Wednesday, July 5, 2017

AMANDA KNOX on Netflix: Guilty of being weird


Amanda Knox Movie Review



I didn't follow the Amanda Knox case. From what I gleaned from the Yahoo news pages, she was some American brat who went to Perugia, Italy and hosted a drug-fueled orgy that resulted in the murder of her roommate, a young British woman named Meredith Kercher. It was all horrendous enough, but when you've rotted your brain with as much true crime junk as I have, not to mention watching 100 or so movies per week, plus trying to fulfill my dream of becoming a world class gaucho, it'll take more than  Amanda Knox to get my attention. In other parts of the world, however, she was big news, and I mean  O.J. Simpson big. She was "Foxy Knoxy," the seductress with a taste for kinky mayhem. After viewing Amanda Knox, a reasonably good documentary produced for Netflix, I'm hardly an expert on the story. Still, I think I know why the citizens of Perugia hated this perky 20-year-old. It's not her fault, but to them she probably looked like a typical privileged American tourist who thinks her shit doesn't stink. Sometimes it's that simple.


In a moment that is supposed to be filed with portent, Knox tells us early on, "Either I'm a psychopath in sheep's clothing, or I am you." More likely, she was every Italian mother's nightmare, luring one of their unsuspecting but horny sons into the scandal of the decade, which is probably why her accusers wanted to lynch her from the opening bell. (Later she says, "I think people love monsters...fear makes people crazy.") The filmmakers follow the Errol Morris template like obedient doggies, with the blaring headlines creating the fun, followed by various talking heads, dressed formally, seated in front of a charcoal grey backdrop, giving their thoughts. I especially liked an Italian lawyer who lambasted the American media for suggesting the Italian courts weren't up to handling the case. He assured us that Italy was practicing law when Americans were "still drawing buffaloes on cave walls."

To this documentary's credit, Knox isn't sugarcoated.
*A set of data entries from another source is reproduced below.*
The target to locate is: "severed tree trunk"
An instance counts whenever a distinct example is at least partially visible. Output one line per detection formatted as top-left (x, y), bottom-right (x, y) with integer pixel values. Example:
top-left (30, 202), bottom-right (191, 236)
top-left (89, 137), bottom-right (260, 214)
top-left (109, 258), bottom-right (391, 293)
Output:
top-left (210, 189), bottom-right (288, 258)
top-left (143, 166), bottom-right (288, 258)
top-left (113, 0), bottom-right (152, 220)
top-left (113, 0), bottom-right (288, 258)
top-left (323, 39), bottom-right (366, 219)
She may not have been the sex crazed she-devil of the tabloids, but she was a strange duck. When her roommate was discovered with her throat cut, Knox was spotted cuddling with her boyfriend, which didn't endear her to those watching on Italian TV. She drew more suspicion by constantly changing her story and blaming other people. When asked about it now, Knox says she was merely a scared kid and that the Italian cops intimidated her. The merciless British tabloids, out to milk the death of Kercher, couldn't get enough of this odd American girl. It was, says Brit reporter Nick Pisa, "A fantastic buzz" to get your Amanda story on the front page, while pipe smoking investigators who looked like they'd just stumbled out of a Jules Maigret novel describe Knox as an "anarchist." She and her boyfriend were convicted, and then acquitted, more than once. Though DNA evidence linked Kercher's murder to a local creep with a history of burglaries, some still believe Knox was involved.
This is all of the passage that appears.